I’ve discovered this by saying approximately 1 bajillion unfunny things in the last 35 years. This is not a theory, this is a time tested, bad joke proven law of conversation that most people follow without even knowing it. Here it is, if you say something unfunny to someone, if you tell a story that is funnier in your head than it is coming out of your mouth, this is what the person you are talking to will say:
“That’s funny.”
That’s it. It’s so simple, but it’s perfect. Because if what you just said were actually funny, they wouldn’t need to say “that’s funny.” They’d just laugh. They’d burst out in that wonderful, uncontrolled, God given thing called laughter. That physical reaction to humor and hope and life that we often take for granted, but is in fact pretty wonderful. And when your joke or story bombs, they don’t laugh. Instead they say, “That’s funny.”
I think about silly things like that a lot because I love laughter. Especially in church. I’ve long said that laughter is a gift from God and when we take it for granted it makes him want to take it back, like the unicorns. But recently, in the middle of speaking at church I experienced something I completely forget about:
Church Giggles.
You’ve never had those. Certainly not. You’re holier than that. But sometimes, in the middle of a service, a wave of unexplained, unstoppable laughter will overtake you. And that’s exactly what happened to a couple of people while I was speaking. I was in the middle of a serious point. I was talking about orphans and homelessness or something of that ilk, and when I looked out in the crowd, a couple on the third row was busting out laughing.
They were dying in their seats. I immediately started wracking my brain to think if I had said something weird. “Did I say, ‘booty, booty, booty’ instead of ‘booty, God, booty?’ Did I say something accidentally inappropriate like that time on Way FM where Wally cut to commercial right after I said it, so it just hung out in the air and we all laughed at my silliness?”
I couldn’t figure it out and so I kept looking at them. Suddenly, they were the only people I could see in the whole building and they were out of control with laughter. I could not stop looking at them. And I forgive them, because once you get the Church Giggles it’s hard to stop. Here’s what usually happens:
1. You either think of something random and funny, like a postcard from an unexpected corner of your brain or the pastor says something unintentionally funny.
2. You start to hear that sentence over and over again in your head. The soundtrack gets stuck on loop. It bubbles up from your toes into your stomach refusing to stop.
3. You immediately try to think about something serious. Like Jesus and foot washing or Moses. That guy had a serious beard. Think about Moses. For the love of Moses’ beard, stop laughing. Come on pull yourself together!

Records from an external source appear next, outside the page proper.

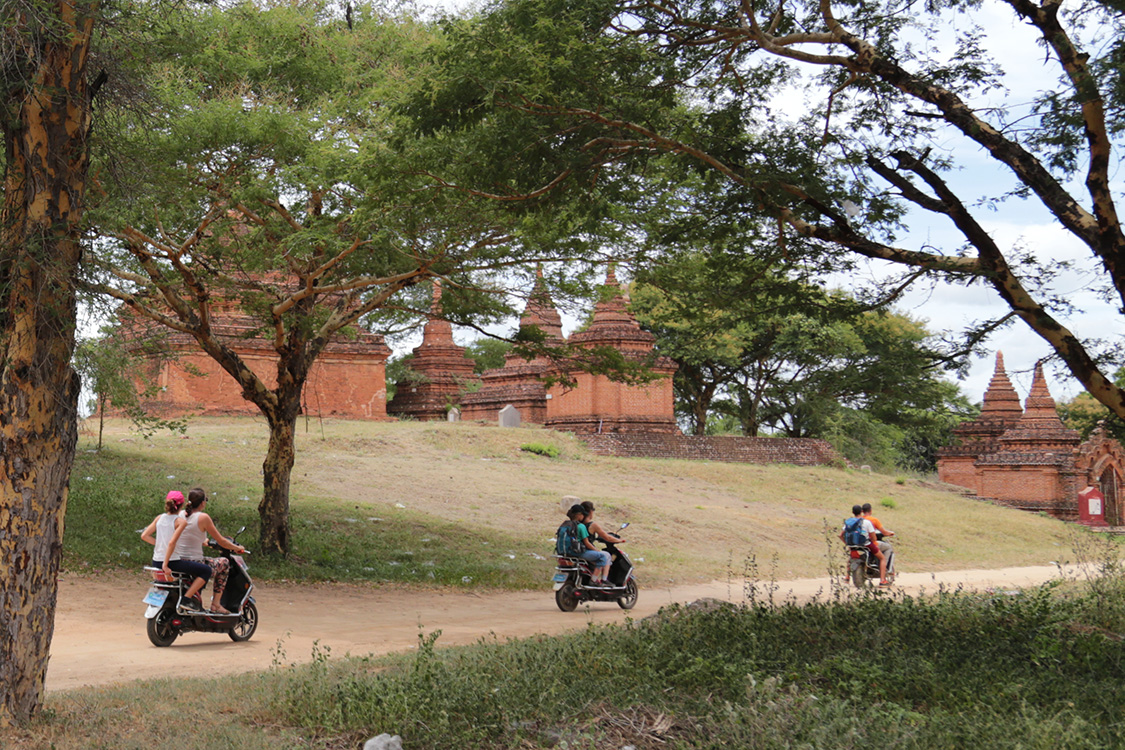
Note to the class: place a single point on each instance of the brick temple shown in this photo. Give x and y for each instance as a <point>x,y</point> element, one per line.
<point>593,403</point>
<point>1026,458</point>
<point>440,371</point>
<point>347,380</point>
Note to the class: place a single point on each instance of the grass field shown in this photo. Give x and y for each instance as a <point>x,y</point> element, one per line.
<point>460,504</point>
<point>1038,670</point>
<point>1035,670</point>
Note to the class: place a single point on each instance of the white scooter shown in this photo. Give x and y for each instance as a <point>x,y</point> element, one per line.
<point>167,619</point>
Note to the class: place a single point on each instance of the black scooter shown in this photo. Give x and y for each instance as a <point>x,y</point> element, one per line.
<point>572,580</point>
<point>167,620</point>
<point>863,565</point>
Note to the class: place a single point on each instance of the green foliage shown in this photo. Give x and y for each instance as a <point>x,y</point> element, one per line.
<point>1038,669</point>
<point>668,126</point>
<point>539,449</point>
<point>780,354</point>
<point>118,372</point>
<point>1085,414</point>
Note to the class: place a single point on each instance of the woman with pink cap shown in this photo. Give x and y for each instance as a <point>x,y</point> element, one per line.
<point>163,526</point>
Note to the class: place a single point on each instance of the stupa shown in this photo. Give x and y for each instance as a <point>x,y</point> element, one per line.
<point>442,371</point>
<point>521,381</point>
<point>999,412</point>
<point>347,380</point>
<point>596,404</point>
<point>1026,458</point>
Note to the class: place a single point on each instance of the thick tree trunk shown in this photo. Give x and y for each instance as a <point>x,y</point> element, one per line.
<point>273,509</point>
<point>46,120</point>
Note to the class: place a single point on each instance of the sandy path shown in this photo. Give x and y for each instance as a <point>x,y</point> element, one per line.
<point>100,629</point>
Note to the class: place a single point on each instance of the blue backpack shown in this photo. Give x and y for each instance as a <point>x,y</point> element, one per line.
<point>566,540</point>
<point>854,534</point>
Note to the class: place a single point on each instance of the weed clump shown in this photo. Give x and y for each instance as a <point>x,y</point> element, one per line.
<point>1036,669</point>
<point>540,449</point>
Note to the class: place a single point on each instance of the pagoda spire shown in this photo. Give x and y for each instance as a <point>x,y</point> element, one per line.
<point>1001,401</point>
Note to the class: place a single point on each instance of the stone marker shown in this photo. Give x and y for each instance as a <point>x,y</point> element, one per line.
<point>510,416</point>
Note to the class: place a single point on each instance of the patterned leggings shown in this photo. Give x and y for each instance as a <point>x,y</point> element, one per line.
<point>219,568</point>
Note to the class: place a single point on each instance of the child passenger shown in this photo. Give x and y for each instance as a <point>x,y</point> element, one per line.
<point>600,558</point>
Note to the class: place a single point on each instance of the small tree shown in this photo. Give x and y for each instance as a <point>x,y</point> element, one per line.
<point>115,369</point>
<point>599,97</point>
<point>271,189</point>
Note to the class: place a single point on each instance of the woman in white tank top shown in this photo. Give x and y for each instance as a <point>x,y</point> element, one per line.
<point>185,551</point>
<point>163,526</point>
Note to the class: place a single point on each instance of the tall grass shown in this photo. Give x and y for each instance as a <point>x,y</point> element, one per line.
<point>1040,669</point>
<point>114,495</point>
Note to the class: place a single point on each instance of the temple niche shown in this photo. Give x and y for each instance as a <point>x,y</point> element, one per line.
<point>441,371</point>
<point>1026,458</point>
<point>347,380</point>
<point>594,403</point>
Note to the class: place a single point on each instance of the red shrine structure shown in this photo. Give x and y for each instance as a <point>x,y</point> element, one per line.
<point>594,403</point>
<point>1026,458</point>
<point>520,382</point>
<point>441,371</point>
<point>347,380</point>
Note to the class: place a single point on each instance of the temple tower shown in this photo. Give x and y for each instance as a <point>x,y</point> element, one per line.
<point>347,380</point>
<point>441,368</point>
<point>599,405</point>
<point>1033,466</point>
<point>999,412</point>
<point>520,381</point>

4. And then you win, for about 30 seconds. You stop thinking about it. You move on, but less than a minute later the joke comes back. Like a raptor throwing itself against the fence in Jurassic Park testing for a weakness, it was just laying low so that it could attack you with giggles from a different angle.

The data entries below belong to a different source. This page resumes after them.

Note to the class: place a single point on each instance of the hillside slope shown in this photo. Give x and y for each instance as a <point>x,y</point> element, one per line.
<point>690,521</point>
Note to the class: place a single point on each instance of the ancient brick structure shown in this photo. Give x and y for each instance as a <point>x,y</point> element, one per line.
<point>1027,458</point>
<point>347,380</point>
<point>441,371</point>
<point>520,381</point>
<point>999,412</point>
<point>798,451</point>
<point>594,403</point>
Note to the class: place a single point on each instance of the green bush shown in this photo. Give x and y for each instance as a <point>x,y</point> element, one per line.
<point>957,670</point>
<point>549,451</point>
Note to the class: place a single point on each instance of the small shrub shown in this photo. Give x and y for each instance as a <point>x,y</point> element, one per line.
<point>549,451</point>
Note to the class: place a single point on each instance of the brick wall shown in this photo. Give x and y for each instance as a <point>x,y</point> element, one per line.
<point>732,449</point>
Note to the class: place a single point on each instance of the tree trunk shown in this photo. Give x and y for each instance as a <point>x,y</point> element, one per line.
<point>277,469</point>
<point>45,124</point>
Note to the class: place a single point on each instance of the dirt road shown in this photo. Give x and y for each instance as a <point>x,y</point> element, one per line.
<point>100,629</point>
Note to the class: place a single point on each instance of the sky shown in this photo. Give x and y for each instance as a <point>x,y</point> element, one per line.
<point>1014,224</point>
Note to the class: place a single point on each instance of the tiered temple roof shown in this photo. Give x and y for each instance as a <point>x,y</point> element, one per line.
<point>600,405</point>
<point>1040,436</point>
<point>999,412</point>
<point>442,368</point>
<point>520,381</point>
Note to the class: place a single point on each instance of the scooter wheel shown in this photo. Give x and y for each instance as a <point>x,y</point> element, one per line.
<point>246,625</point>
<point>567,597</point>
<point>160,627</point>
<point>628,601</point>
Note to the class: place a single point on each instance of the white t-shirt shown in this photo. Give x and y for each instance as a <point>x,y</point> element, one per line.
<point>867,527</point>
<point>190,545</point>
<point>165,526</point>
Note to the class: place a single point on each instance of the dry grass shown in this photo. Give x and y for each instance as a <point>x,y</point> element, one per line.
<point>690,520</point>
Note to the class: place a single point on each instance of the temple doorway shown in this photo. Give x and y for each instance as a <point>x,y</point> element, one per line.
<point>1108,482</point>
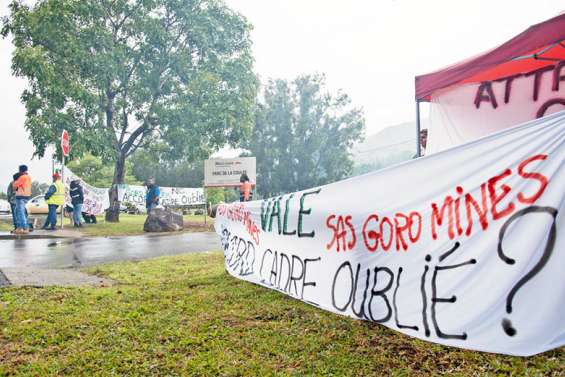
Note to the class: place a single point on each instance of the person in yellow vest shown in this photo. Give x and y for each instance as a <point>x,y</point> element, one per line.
<point>54,197</point>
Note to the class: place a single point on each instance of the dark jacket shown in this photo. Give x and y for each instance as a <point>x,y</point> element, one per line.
<point>152,196</point>
<point>77,194</point>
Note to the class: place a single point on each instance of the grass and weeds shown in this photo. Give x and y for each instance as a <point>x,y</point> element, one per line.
<point>129,225</point>
<point>184,315</point>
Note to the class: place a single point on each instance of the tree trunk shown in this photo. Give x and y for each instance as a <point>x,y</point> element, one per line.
<point>113,213</point>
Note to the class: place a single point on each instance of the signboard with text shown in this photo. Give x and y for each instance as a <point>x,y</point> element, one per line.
<point>463,248</point>
<point>225,172</point>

5. “Why isn’t anyone else laughing? This is hilarious.” That’s what you’ll think next. “Why is no one else dying right now in laughter?” Church Giggles always try to isolate you.
6. “Oh no, the person sitting next to me is giggling. There is strength in numbers and together we are forming an army of LOL.” The moment you spot a comrade in guffaw you’ve lost all hope for a recovery. They’ve just validated your laughter. You should be laughing!
7. It’s all over. You give up and just ride it out, hoping that maybe the pastor or speaker won’t notice you laughing in the middle of his message about hoboes.
But we do. We notice. I see you Church Giggles. I’ve got my eye on you. And all I can do in response is “put you on post.” It’s like “putting someone on blast,” but a lot less cooler of a phrase. You’ll be on stuffchristianslike.net before the day is out. That’s a promise.
Question:
Have you ever experienced the Church Giggles? How did it happen?